J Clin Invest. 2011 Jan;121(1):396-409. doi: 10.1172/JCI35721. Epub 2010 Dec 13.
Imatinib therapy, which targets the oncogene product BCR-ABL, has transformed chronic myeloid leukemia (CML) from a life-threatening disease into a chronic condition. Most patients, however, harbor residual leukemia cells, and disease recurrence usually occurs when imatinib is discontinued. Although various mechanisms to explain leukemia cell persistence have been proposed, the critical question from a therapeutic standpoint--whether disease persistence is BCR-ABL dependent or independent--has not been answered. Here, we report that human CML stem cells do not depend on BCR-ABL activity for survival and are thus not eliminated by imatinib therapy. Imatinib inhibited BCR-ABL activity to the same degree in all stem (CD34+CD38-, CD133+) and progenitor (CD34+CD38+) cells and in quiescent and cycling progenitors from newly diagnosed CML patients. Although short-term in vitro imatinib treatment reduced the expansion of CML stem/progenitors, cytokine support permitted growth and survival in the absence of BCR-ABL activity that was comparable to that of normal stem/progenitor counterparts. Our findings suggest that primitive CML cells are not oncogene addicted and that therapies that biochemically target BCR-ABL will not eliminate CML stem cells.

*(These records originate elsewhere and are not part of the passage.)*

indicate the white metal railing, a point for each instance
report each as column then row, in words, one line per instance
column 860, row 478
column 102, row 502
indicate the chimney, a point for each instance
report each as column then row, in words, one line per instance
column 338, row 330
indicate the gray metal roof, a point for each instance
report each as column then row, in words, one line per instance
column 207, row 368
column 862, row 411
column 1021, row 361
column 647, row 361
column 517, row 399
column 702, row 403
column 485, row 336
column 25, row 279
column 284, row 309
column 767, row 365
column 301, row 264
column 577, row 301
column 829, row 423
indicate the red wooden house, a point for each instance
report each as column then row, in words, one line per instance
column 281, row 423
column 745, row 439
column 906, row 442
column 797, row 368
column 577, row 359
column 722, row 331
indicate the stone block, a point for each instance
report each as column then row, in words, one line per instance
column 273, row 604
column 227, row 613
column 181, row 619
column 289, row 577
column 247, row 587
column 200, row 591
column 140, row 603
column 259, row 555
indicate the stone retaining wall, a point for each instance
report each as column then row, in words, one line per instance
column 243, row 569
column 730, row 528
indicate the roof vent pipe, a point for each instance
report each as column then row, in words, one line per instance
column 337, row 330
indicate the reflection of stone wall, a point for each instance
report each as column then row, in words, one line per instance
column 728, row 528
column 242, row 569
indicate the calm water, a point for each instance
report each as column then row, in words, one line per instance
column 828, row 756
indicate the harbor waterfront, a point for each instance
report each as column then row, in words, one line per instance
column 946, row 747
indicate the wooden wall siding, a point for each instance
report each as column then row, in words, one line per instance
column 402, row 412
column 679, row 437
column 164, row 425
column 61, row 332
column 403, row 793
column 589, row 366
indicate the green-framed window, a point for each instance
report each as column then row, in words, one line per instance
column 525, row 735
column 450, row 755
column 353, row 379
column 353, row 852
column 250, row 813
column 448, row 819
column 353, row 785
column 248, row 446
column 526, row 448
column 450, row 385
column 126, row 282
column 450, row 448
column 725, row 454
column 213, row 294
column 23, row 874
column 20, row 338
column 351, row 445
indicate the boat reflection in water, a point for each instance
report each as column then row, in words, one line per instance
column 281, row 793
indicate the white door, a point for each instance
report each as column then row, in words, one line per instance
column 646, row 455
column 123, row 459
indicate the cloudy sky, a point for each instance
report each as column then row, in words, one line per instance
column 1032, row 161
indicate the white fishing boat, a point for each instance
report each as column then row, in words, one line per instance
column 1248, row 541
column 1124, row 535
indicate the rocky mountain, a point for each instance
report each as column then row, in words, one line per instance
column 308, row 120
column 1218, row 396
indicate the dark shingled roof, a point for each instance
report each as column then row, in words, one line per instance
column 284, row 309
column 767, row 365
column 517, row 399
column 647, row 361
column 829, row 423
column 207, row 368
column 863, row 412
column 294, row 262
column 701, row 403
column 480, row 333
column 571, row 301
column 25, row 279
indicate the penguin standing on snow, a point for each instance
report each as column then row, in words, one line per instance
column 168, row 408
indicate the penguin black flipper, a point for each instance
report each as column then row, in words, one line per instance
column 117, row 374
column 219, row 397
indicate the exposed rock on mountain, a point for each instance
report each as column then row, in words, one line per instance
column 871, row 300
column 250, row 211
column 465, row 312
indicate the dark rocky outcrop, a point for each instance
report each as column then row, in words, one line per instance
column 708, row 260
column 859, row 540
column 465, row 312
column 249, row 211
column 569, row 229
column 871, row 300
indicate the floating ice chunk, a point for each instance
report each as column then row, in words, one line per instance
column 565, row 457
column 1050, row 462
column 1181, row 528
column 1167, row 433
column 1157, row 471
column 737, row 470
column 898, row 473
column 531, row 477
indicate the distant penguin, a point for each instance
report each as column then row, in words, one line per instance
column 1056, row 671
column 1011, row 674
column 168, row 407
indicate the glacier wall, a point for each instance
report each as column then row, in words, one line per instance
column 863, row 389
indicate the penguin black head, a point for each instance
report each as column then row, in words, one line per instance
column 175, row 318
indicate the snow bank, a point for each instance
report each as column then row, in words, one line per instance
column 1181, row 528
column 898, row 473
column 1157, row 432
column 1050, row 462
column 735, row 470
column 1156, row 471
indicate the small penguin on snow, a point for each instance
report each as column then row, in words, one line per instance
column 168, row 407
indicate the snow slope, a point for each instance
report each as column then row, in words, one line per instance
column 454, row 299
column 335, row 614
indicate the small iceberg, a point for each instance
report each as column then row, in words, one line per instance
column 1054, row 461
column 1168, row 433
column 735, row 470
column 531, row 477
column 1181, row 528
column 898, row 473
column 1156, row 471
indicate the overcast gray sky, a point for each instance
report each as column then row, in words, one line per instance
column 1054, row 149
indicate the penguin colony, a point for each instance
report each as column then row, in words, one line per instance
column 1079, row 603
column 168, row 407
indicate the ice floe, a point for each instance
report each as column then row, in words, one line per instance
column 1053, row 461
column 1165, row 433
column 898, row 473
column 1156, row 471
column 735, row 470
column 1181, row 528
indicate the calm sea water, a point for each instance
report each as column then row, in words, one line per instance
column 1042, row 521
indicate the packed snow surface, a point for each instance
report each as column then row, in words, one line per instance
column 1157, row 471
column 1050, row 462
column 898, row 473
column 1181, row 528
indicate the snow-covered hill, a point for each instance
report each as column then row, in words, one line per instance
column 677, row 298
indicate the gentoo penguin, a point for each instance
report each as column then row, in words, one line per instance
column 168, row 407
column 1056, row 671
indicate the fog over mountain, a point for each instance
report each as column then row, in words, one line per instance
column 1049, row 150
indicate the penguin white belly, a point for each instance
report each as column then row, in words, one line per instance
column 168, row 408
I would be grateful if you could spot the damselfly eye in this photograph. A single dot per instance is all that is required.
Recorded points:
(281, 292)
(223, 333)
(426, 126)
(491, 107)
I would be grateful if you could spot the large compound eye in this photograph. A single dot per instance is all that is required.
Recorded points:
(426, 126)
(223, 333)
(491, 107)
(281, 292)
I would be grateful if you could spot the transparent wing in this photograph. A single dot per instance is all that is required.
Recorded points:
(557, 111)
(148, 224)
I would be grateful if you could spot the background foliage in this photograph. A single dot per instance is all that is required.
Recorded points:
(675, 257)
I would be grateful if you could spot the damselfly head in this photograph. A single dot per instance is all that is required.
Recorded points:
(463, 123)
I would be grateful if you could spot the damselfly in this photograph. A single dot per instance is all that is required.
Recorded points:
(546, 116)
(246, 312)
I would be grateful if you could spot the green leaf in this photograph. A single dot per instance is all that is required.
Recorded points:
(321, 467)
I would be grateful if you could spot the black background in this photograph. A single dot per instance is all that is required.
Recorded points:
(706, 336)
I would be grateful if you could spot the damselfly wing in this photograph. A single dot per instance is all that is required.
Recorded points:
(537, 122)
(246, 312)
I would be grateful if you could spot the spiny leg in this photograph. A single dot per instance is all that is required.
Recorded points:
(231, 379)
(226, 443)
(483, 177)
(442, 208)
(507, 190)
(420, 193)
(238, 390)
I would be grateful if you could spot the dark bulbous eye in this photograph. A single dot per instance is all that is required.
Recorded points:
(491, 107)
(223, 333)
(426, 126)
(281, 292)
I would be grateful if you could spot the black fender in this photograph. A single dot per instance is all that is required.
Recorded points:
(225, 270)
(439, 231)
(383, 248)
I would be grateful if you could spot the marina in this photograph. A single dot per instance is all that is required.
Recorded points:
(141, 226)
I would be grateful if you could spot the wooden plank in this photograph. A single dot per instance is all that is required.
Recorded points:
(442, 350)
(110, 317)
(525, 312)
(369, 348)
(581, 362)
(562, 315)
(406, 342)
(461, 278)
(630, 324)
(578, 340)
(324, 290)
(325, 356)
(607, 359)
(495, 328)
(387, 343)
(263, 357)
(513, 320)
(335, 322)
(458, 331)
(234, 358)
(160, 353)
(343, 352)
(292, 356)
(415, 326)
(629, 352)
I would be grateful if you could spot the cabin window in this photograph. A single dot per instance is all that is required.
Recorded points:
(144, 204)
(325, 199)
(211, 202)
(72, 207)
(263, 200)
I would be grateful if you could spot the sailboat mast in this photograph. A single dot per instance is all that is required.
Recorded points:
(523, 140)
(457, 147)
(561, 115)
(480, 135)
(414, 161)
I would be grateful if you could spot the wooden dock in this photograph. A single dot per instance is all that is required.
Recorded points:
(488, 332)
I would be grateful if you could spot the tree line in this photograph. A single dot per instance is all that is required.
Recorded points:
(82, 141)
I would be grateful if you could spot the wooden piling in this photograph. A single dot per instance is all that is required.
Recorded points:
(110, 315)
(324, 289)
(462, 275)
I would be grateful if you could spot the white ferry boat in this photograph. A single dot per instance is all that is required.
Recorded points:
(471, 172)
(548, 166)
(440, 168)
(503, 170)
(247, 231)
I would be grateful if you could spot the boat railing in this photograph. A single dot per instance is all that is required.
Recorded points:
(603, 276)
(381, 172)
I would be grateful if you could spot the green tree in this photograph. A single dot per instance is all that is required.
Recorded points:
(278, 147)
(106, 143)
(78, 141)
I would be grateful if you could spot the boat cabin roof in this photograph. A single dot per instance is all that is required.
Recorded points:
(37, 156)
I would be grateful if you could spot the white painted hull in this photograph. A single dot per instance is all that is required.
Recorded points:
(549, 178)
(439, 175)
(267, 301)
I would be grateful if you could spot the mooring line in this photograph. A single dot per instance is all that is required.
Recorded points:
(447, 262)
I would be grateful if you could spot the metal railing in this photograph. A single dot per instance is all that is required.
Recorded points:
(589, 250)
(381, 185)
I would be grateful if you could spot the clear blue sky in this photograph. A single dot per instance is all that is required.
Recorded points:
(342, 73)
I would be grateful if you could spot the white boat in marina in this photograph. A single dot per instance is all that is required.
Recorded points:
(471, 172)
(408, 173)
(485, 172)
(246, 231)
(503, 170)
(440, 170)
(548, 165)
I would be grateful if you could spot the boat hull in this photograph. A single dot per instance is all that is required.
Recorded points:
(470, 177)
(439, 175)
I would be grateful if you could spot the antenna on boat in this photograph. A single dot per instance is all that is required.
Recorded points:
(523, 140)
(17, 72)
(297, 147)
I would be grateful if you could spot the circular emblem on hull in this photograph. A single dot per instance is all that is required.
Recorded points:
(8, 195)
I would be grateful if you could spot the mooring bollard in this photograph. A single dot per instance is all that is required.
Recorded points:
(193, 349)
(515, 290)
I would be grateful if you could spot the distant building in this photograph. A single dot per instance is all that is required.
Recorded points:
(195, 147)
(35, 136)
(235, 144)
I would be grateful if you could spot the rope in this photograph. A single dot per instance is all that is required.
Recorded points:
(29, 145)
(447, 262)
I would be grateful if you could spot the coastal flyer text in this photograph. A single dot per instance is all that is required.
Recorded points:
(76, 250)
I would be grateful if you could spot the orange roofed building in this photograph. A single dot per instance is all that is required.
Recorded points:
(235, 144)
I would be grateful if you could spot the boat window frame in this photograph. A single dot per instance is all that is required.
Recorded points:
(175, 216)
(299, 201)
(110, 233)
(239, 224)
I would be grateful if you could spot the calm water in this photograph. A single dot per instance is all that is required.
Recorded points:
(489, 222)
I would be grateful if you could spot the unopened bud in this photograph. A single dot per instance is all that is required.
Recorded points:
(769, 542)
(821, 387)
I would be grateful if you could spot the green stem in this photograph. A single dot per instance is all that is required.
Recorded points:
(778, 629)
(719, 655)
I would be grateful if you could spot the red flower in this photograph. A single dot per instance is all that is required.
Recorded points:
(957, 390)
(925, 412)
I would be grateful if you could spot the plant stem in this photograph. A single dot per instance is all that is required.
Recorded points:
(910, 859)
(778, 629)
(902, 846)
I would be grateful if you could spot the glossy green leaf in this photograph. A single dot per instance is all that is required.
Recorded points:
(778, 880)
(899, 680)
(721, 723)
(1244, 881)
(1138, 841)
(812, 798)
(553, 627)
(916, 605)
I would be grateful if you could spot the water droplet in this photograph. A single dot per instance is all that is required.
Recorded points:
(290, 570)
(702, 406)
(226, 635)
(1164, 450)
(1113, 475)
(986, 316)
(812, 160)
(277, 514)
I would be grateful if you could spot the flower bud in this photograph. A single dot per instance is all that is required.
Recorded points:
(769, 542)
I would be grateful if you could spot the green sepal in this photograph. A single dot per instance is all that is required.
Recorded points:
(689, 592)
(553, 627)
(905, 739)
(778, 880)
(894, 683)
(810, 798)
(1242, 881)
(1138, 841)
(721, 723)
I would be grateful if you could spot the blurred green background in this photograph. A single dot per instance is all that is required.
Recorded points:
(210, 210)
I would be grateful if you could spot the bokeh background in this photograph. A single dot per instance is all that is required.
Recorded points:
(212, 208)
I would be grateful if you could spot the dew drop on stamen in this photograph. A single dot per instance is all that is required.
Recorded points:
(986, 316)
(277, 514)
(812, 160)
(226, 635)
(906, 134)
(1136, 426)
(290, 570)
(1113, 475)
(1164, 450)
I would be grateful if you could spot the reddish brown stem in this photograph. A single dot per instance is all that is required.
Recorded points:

伊马替尼治疗针对致癌基因产物 BCR-ABL,已将慢性髓细胞白血病(CML)从一种危及生命的疾病转变为慢性疾病。然而,大多数患者仍存在残留白血病细胞,当停止使用伊马替尼时,疾病通常会复发。尽管已经提出了各种解释白血病细胞持续存在的机制,但从治疗角度来看的关键问题——疾病持续是否依赖于 BCR-ABL——尚未得到解答。在这里,我们报告人类 CML 干细胞的存活不依赖于 BCR-ABL 活性,因此不会被伊马替尼治疗消除。伊马替尼以相同的程度抑制所有干细胞(CD34+CD38-,CD133+)和祖细胞(CD34+CD38+)以及来自新诊断 CML 患者的静止和循环祖细胞中的 BCR-ABL 活性。尽管短期体外伊马替尼治疗减少了 CML 干细胞/祖细胞的扩增,但细胞因子支持允许在没有 BCR-ABL 活性的情况下进行生长和存活,与正常干细胞/祖细胞相当。我们的发现表明原始 CML 细胞不是致癌基因成瘾的,并且生物化学靶向 BCR-ABL 的治疗不会消除 CML 干细胞。